Smuggled across the mountainous border separating Iran and Turkey, Pourya and Samana Hajaran undertook the perilous journey to Istanbul nearly a year ago, hoping to make their way to Israel.
Instead, the Iranian husband and wife find themselves trapped in a frightening legal and bureaucratic maze.
Pourya, 22, the son of an Iranian Jewish mother and Muslim father, was quickly given permission to go to Israel after arriving in Istanbul. Israeli officials at the consulate told Pourya that he would be able to bring his wife over once he made aliyah.
After arriving in Israel, however, he was informed by the Interior Ministry that his request to be reunited with his Muslim wife who allegedly planned to convert to Judaism once in Israel had been rejected for unspecified security reasons.
Last week Samana Hajaran, also 22, was arrested by Turkish police for being in the country illegally. She is facing the prospect of being deported back to Iran, where reportedly she could face severe punishment.
“I’m very scared for her,” said Pourya Hajaran, speaking by telephone from the Israeli port city of Ashdod, where he is living in an immigrant absorption center. “My life, from morning until evening, is just crying for her. I really don’t know what to do for her.”

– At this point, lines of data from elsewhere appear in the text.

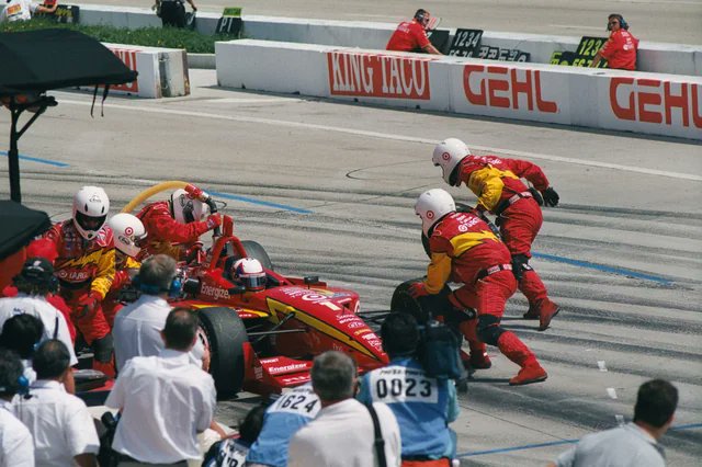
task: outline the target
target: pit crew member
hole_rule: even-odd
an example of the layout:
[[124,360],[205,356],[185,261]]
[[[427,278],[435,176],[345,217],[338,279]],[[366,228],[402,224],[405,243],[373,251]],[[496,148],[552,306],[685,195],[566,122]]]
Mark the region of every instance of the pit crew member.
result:
[[455,457],[456,434],[449,423],[456,420],[460,411],[454,381],[427,376],[415,356],[419,329],[414,316],[388,315],[381,326],[381,339],[390,363],[363,376],[356,399],[365,405],[386,403],[395,413],[403,442],[403,466],[450,467]]
[[112,230],[105,225],[109,210],[110,200],[103,189],[83,186],[73,196],[72,218],[55,224],[44,237],[58,252],[54,271],[59,295],[92,346],[93,366],[112,375],[112,334],[101,306],[114,280]]
[[146,205],[137,217],[144,223],[148,242],[139,260],[155,254],[168,254],[176,260],[185,259],[201,235],[222,225],[219,214],[210,214],[210,195],[188,185],[176,190],[170,201]]
[[411,21],[399,23],[385,48],[387,50],[419,52],[433,55],[443,55],[434,47],[427,36],[427,26],[431,14],[427,10],[419,9]]
[[[472,156],[465,143],[456,138],[437,145],[432,161],[441,167],[446,183],[452,186],[464,183],[478,197],[476,209],[480,214],[489,212],[497,216],[500,236],[512,254],[512,273],[529,300],[524,319],[539,319],[540,331],[548,328],[559,308],[529,265],[531,244],[543,224],[540,200],[543,197],[546,206],[557,206],[559,200],[544,172],[525,160]],[[521,178],[533,183],[535,190],[530,191]]]
[[110,292],[102,301],[102,311],[112,328],[114,316],[123,306],[120,293],[139,272],[141,264],[136,258],[141,251],[141,242],[146,239],[146,229],[138,217],[127,213],[115,214],[107,220],[107,225],[114,238],[115,274]]
[[449,281],[462,283],[452,292],[450,300],[477,311],[477,322],[471,319],[461,326],[471,344],[472,361],[473,355],[483,350],[483,367],[488,367],[485,343],[496,345],[521,367],[509,380],[510,385],[545,380],[546,371],[531,350],[516,334],[500,327],[505,304],[517,289],[507,247],[477,214],[456,213],[453,197],[441,189],[422,193],[415,213],[421,218],[422,230],[429,238],[431,262],[427,278],[412,284],[410,295],[438,294]]

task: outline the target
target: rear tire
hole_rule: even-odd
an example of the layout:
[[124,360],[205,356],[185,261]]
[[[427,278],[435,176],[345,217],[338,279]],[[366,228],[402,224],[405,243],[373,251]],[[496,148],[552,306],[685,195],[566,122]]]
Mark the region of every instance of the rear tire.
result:
[[201,308],[197,315],[210,345],[210,374],[217,398],[233,397],[244,385],[244,343],[249,341],[244,321],[226,307]]
[[261,262],[261,265],[263,265],[263,269],[273,271],[273,262],[269,258],[268,253],[265,252],[265,249],[263,248],[263,246],[261,246],[261,243],[253,240],[242,240],[241,244],[246,250],[247,257],[256,258]]

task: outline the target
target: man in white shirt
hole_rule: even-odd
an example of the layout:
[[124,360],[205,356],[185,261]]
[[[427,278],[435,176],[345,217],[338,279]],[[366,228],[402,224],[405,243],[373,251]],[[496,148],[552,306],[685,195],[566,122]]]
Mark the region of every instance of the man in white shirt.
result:
[[56,286],[54,266],[44,258],[30,258],[24,263],[22,272],[14,277],[18,287],[16,297],[0,298],[0,328],[15,315],[32,315],[44,323],[42,341],[58,339],[70,354],[70,365],[78,363],[73,352],[68,324],[64,315],[46,300],[46,296]]
[[42,343],[32,362],[37,380],[27,398],[13,403],[14,414],[34,436],[37,467],[98,465],[100,440],[92,417],[82,400],[64,389],[72,377],[69,358],[63,342]]
[[664,379],[653,379],[638,388],[634,421],[623,426],[592,433],[561,454],[551,467],[665,467],[658,440],[672,424],[678,407],[678,389]]
[[[344,353],[325,352],[315,358],[310,376],[319,396],[317,418],[299,429],[290,443],[290,467],[352,467],[378,465],[378,446],[369,408],[353,398],[358,389],[355,362]],[[399,466],[400,436],[393,411],[372,406],[380,420],[388,467]]]
[[50,7],[44,7],[30,0],[7,0],[7,3],[4,10],[0,13],[0,23],[31,20],[33,14],[54,13],[58,8],[58,2],[56,1]]
[[174,464],[202,458],[196,435],[212,421],[216,391],[212,376],[190,362],[197,340],[197,317],[173,309],[161,333],[158,356],[129,360],[105,401],[122,412],[112,448],[120,466]]
[[[135,356],[159,355],[163,350],[161,330],[172,308],[166,299],[174,277],[176,260],[167,254],[157,254],[141,263],[138,274],[141,296],[114,318],[112,335],[117,371]],[[191,357],[193,363],[204,360],[203,367],[207,368],[208,355],[200,340]]]
[[30,431],[12,412],[10,401],[26,384],[22,362],[12,351],[0,349],[0,467],[34,467],[34,442]]

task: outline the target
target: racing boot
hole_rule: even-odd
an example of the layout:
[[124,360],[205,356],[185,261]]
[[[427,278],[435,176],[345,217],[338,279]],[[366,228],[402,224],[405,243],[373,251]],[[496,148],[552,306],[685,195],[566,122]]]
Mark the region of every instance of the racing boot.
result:
[[510,386],[540,383],[548,377],[546,371],[539,364],[536,355],[514,333],[503,332],[497,340],[497,346],[505,356],[521,366],[517,376],[509,380]]

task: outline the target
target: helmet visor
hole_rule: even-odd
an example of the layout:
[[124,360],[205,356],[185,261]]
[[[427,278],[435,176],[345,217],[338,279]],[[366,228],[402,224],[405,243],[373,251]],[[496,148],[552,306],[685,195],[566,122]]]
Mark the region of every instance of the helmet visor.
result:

“She’s in a very bad place right now. There’s no warm place to sleep. No place to shower,” he said in halting Hebrew he learned in an Israeli ulpan. “They told her that she might be going back to Iran, which would be very dangerous for her.”
Pourya Hajaran grew up in the city of Hamadan, nearly 200 miles west of Tehran. Having a Muslim father and Jewish mother put him in a unique theological position according to Islamic law he is a Muslim, while Jewish law accepts him as a Jew.
Hajaran said he and his two brothers and sister were raised by their mother with a strong sense of Jewish identity. Following his father’s death six years ago, Hajaran’s mother and sister immigrated to Israel, where his mother has several relatives.
Hajaran met his wife in Hamadan, where she was studying to become a medical lab technician at the local university. After they decided to marry, Hajaran contacted a rabbi in Tehran, who explained to him that Iranian law forbids a Muslim from converting.
Unsure what to do, the couple eventually married in a Muslim ceremony, with the thought that eventually they would go to Israel, where Samana would convert.
When Hajaran learned a year ago that he was about to be drafted into the Iranian army, the couple decided to make the risky illegal crossing into Turkey and ask for permission to go to Israel.
Sabine Haddad, spokeswoman for Israel’s Interior Ministry, said the ministry was ready to reunite the couple, but could not because of security concerns put forward by the Shin Bet security service.
“If there wasn’t a refusal on security grounds, then we would be ready to bring her here,” she said.
According to a statement from Israeli security officials, the entry of foreigners from “dangerous countries” is based on esta! blished security assessments.
“According to the set security standards, this case does not allow us to grant entry. However, individual cases can be examined as exceptional by the authorized bodies in Israel,” the statement said.
Sarah Lewis, a lawyer with the Reform movement’s Israel Religious Action Center, who has been handling Hajaran’s case, said she believes Samana’s legal and human rights are being subordinated to generalized security concerns.
“There’s no question here that under the Law of Return she’s eligible to come to Israel and make aliyah as the wife of a Jew,” Lewis said.
Cases of Jewish immigrants making aliyah with their non-Jewish spouses are not unusual, Lewis said, although this is the first time she has dealt with an Iranian couple in that situation.
“I think things have gotten complicated and bureaucratic, but the end result in this case could be horrendous,” said Lewis, who has petitioned Israel’s High Court of Justice to reassess the Hajaran case or order the Interior Ministry to ask Turkey to hold off on deporting Samana until the court hears her case.
On Wednesday, the High Court ordered the Interior Ministry of Interior to ask Turkish authorities to delay deportation proceedings until the court can hold an emergency hearing on Samana’s case in the coming days.
Besides forbidding the conversion of Muslims something that technically is punishable by death Iranian law also forbids Muslim women from marrying non-Muslim men. Although the Hajarans had a Muslim wedding, the fact that Pourya is in Israel could complicate life for Samana if Turkish authorities send her back to Iran.
“I think it’s a pretty probable case that she would be picked up and interrogated if she were to return,” said Amy Slotek, a legal adviser with the Istanbul-based Helsinki Citizens’ Assembly, which advocates on behalf of refugees and asylum seekers in Turkey. “You could definitely argue that there is a danger ! for her to return.”
In the next few days, Hajaran is set to begin his military service in Israel, something he said he is happy to do for his new country.
“All I’m asking from the government of Israel is that it help me,” he said. “The Israeli government can give her a visa, and God willing they would do that and she can come here.”